I’ve gone through more drafts of this review than I have of anything I’ve done, maybe even more than my professional calibers of editing. It’s not really because this album is super hard to talk about — it’s because there’s a lot to say and interpret. I’ve had many listening sessions of this record to the point of having several different and tiny memories for what the album feels like. It’s an actual diary by an emotionally disturbed and incomplete human being. It is the finality of Bill Callahan’s weirdness, its peak, his shaping into musical appropriation. Wild Love is just a bunch of things.

This “bunch of things” happens to contain one of the most memorable songs of Callahan’s varied and dedicated career. “Bathysphere”, a drum-machine backed song, which introduces the record, quickly forms into its own sprawling-yet-grounded masterpiece, and at this point in his library, no song matched up to such breadth as “Bathysphere” did. It was different, thought-out, beautiful, and simply a powerful rock song, something that he had not quite gotten to do. It is such a dark horse of a song that it makes the rest of the record a completely different and jarring experience, more in-line with what you could probably expect from 1995 Smog with more ambition and a better production set up.
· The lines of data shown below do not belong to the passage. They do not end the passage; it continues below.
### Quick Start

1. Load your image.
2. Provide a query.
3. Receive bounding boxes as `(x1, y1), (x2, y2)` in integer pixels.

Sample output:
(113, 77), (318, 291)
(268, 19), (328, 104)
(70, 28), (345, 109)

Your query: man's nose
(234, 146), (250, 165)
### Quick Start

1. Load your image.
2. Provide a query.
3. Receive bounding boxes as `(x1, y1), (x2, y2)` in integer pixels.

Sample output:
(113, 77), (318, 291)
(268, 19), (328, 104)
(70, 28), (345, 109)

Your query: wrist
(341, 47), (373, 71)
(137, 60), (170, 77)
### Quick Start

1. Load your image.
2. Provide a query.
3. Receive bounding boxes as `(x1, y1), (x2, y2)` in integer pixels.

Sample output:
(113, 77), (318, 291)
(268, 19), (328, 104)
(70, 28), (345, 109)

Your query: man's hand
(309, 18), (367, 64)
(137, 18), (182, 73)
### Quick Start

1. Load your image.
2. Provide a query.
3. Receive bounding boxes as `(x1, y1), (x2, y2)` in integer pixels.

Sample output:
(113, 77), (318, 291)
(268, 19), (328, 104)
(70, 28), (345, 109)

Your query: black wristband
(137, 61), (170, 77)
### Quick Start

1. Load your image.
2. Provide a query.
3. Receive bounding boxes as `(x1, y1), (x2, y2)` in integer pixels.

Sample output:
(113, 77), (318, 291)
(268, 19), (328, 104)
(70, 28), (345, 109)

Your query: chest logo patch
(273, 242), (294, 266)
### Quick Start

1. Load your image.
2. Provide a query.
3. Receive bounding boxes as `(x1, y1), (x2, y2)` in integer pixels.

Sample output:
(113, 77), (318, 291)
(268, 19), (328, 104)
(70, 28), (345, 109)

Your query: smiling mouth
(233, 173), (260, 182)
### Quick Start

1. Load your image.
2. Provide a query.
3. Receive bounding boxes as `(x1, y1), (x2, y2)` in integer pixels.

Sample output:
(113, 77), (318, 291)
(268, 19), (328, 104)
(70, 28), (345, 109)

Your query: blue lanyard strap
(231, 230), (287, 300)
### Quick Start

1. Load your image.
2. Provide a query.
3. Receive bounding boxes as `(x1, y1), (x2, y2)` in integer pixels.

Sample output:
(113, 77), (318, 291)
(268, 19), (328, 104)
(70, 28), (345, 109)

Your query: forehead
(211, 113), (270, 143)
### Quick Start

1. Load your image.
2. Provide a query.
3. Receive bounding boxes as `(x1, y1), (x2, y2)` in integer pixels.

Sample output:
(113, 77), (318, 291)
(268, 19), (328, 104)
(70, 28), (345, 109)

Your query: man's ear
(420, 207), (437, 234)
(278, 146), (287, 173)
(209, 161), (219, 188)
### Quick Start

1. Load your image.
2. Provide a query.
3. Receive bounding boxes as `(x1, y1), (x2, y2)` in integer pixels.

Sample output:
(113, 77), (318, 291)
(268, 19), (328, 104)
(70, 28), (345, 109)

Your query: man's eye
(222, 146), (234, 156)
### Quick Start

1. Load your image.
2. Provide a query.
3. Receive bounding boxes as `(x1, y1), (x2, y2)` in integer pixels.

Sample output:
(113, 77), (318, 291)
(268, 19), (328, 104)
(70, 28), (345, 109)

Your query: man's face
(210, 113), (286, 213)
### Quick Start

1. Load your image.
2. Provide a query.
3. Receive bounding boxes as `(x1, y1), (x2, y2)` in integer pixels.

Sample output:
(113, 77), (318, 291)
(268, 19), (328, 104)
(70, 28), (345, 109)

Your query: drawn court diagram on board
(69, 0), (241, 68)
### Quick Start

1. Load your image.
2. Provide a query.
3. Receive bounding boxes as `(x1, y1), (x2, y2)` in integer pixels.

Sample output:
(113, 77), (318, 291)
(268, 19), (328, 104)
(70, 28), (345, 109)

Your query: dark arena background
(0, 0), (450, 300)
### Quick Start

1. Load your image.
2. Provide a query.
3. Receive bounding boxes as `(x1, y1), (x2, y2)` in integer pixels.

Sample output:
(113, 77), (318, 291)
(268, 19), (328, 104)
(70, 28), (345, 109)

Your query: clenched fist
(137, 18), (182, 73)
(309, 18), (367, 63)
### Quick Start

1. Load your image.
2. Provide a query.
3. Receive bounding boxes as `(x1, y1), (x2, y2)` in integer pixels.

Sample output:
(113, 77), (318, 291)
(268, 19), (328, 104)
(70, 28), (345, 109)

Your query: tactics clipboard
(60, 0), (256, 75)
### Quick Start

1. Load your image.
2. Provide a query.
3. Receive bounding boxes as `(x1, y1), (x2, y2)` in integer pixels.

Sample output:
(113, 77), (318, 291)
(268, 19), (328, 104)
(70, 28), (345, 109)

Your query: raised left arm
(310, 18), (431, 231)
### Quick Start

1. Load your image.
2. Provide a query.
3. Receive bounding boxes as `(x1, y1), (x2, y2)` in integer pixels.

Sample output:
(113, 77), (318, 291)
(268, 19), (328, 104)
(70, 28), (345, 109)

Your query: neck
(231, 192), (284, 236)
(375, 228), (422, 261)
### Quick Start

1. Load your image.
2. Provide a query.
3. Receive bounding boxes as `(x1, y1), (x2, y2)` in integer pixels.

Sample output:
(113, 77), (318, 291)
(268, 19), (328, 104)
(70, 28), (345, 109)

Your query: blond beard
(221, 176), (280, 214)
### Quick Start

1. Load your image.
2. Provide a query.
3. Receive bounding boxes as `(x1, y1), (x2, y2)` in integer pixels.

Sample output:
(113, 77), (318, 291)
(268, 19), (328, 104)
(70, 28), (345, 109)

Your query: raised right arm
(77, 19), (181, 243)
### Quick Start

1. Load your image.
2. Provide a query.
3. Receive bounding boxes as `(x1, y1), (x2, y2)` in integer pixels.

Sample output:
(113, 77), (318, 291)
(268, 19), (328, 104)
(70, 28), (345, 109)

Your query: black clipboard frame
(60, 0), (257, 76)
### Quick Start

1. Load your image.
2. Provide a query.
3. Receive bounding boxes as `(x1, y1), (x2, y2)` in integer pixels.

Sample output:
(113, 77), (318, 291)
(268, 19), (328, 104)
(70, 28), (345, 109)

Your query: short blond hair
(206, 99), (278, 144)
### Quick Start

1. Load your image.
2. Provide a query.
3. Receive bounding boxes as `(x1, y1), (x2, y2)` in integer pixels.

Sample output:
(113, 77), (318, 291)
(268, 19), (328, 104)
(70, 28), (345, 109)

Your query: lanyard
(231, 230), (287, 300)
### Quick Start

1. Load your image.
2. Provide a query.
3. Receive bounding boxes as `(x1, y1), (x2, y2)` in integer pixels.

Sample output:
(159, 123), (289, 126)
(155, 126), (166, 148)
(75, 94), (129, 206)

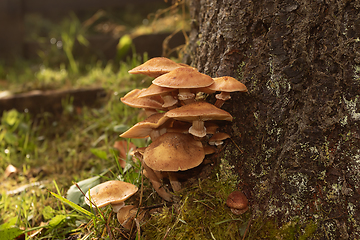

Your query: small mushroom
(139, 84), (178, 109)
(121, 89), (166, 116)
(135, 148), (172, 202)
(85, 180), (138, 212)
(165, 102), (232, 138)
(209, 132), (230, 146)
(203, 76), (247, 108)
(129, 57), (192, 78)
(152, 67), (214, 104)
(226, 191), (249, 215)
(116, 205), (145, 230)
(144, 133), (205, 191)
(120, 113), (171, 141)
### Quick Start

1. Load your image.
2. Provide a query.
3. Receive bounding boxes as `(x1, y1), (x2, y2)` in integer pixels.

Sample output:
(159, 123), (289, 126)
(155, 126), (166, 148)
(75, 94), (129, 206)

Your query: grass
(0, 1), (253, 240)
(0, 53), (149, 239)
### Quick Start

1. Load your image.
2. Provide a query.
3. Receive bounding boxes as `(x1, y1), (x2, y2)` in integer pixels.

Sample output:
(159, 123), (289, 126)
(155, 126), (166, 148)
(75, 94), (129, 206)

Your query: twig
(230, 138), (244, 153)
(242, 216), (252, 240)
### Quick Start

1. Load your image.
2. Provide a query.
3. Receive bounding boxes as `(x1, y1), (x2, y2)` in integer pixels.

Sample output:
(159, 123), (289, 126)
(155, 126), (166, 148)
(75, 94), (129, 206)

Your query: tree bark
(185, 0), (360, 239)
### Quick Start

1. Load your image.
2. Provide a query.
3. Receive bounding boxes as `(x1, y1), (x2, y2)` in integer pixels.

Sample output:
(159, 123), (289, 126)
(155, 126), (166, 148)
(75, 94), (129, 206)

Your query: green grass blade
(50, 192), (95, 218)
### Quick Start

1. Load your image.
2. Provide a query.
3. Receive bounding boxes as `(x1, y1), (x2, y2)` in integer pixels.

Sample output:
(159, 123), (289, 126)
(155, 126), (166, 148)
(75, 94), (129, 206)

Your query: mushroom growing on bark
(139, 84), (178, 109)
(135, 148), (172, 202)
(120, 113), (171, 141)
(226, 191), (249, 215)
(85, 180), (138, 212)
(129, 57), (192, 77)
(209, 132), (230, 146)
(152, 67), (214, 104)
(144, 133), (205, 191)
(116, 205), (145, 230)
(120, 89), (166, 116)
(165, 102), (232, 138)
(203, 76), (247, 108)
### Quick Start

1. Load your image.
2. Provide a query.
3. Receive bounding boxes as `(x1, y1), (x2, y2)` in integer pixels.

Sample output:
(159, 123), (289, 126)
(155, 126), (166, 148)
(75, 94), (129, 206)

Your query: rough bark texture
(186, 0), (360, 239)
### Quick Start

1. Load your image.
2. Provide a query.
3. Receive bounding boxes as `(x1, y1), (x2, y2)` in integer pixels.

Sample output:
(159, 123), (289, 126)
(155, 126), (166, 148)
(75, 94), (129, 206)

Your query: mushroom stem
(178, 88), (195, 104)
(143, 108), (158, 117)
(161, 93), (178, 109)
(214, 92), (231, 108)
(143, 162), (172, 202)
(111, 202), (125, 213)
(168, 172), (181, 192)
(189, 120), (206, 137)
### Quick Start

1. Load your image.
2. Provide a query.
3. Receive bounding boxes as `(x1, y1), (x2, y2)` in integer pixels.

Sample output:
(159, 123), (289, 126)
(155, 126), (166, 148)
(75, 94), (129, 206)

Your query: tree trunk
(185, 0), (360, 239)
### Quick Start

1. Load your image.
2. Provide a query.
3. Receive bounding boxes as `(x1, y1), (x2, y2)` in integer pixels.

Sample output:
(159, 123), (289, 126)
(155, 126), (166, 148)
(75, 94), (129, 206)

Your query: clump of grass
(144, 169), (250, 239)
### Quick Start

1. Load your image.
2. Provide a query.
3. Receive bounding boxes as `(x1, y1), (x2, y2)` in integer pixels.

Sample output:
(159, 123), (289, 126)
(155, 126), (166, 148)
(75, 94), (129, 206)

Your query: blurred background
(0, 0), (188, 92)
(0, 0), (190, 239)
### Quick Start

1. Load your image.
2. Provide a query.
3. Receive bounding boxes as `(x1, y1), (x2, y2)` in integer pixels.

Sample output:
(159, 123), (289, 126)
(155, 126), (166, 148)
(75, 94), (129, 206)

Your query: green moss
(247, 218), (317, 240)
(144, 171), (250, 240)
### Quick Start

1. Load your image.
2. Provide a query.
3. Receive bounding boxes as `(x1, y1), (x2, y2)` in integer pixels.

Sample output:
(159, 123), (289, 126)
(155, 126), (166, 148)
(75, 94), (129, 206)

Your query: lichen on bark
(185, 0), (360, 239)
There’s one song on this album that really gets to me in kind of a rotten way. “Sweet Smog Children”  has a difficult-to-understand prerogative surrounding it — it’s creepy and puts Callahan in this character that is not likable at all. In fact, he has played quite unlikable characters on his albums thus far, but this is sinister. He talks about wishing to talk to “sweet smog children”, to touch them, to never be away from them. Whatever mythical purpose the song is meant to serve is blinded and replaced by these indie-rock, ironically fucked up, pedophiliac  undertones. Whatever is meant, it doesn’t matter. It’s bad. Then we’re thrusted from this crippling mental blow into this count off of a cocky piano ballad track, light-hearted and comparatively carefree. It expects recovery with no remorse.
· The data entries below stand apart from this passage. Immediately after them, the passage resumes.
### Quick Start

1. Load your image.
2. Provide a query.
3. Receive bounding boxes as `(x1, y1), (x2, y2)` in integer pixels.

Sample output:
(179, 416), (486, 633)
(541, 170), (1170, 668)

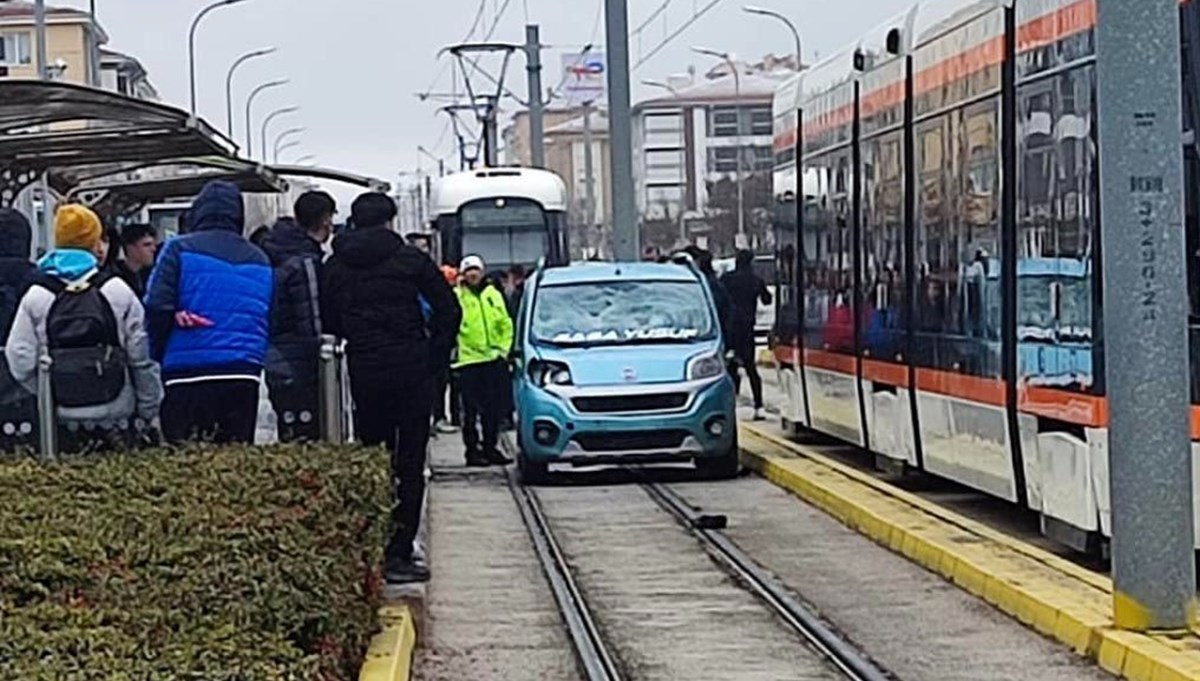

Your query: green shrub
(0, 446), (390, 681)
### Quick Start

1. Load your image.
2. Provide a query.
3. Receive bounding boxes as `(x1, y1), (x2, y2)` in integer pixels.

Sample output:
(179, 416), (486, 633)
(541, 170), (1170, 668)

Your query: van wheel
(517, 438), (550, 487)
(696, 436), (742, 480)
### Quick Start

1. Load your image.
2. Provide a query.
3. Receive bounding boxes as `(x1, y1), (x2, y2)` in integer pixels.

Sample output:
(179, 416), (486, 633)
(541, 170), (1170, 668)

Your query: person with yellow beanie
(5, 204), (163, 448)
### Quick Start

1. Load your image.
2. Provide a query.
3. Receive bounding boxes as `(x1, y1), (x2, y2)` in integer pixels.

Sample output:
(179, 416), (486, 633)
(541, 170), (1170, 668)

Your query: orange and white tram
(774, 0), (1200, 550)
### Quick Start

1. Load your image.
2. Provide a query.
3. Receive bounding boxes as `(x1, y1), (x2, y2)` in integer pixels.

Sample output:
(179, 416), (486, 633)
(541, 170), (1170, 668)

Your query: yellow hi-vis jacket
(454, 284), (512, 369)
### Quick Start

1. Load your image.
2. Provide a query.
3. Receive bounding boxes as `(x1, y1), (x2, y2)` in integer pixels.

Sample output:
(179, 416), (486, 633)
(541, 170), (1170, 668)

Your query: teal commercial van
(515, 263), (738, 483)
The weird themes on Wild Love have their place and sometimes conveniently dissipate into really solid experiences at just the right times. The madness descension from the hilariously cheap sounding “The Emperor” and drunken reflections of “Limited Capacity” is confirmed when the listener is brought back to musical consciousness on “It’s Rough”, the second best track on Wild Love. It controls a similarly breezy vibe to “Bathysphere” but has a different, more Smog-ready message of openly being acceptive in regards to introspection. The difference here is that it’s a well-written song outside its aesthetic and lyrical tone. At this point in the album, normalcy has been achieved, but then Callahan slowly appears giving into the madness. “Sleepy Joe” is manic and percussive. It’s pretty loud compared to the rest of the record, but loudness is matched by psychedelics in “The Candle”, which is oddly spiritual, but at the same time, there is something false and unreal about his promises and words. The song feels like a scene that never happened in the film itself — be it a flashback, dream sequence, or daydream reflection. It’s kind of genius, the way it works.

“Prince Alone In The Studio” is the album’s apex and combination of each of the song’s major properties — the rock song feel of “Bathysphere” and “It’s Rough”, the psychotics of “Be Hit”, “Sweet Smog Children”, and “The Candle”. It’s a burst that lasts seven minutes and allows the album to end on a somewhat controlled note with “Goldfish Bowl”, an anthem that just breezes by with maximum conclusion, which, by 1995 was a difficult concept for Smog. For Bill, satisfaction didn’t happen quite yet.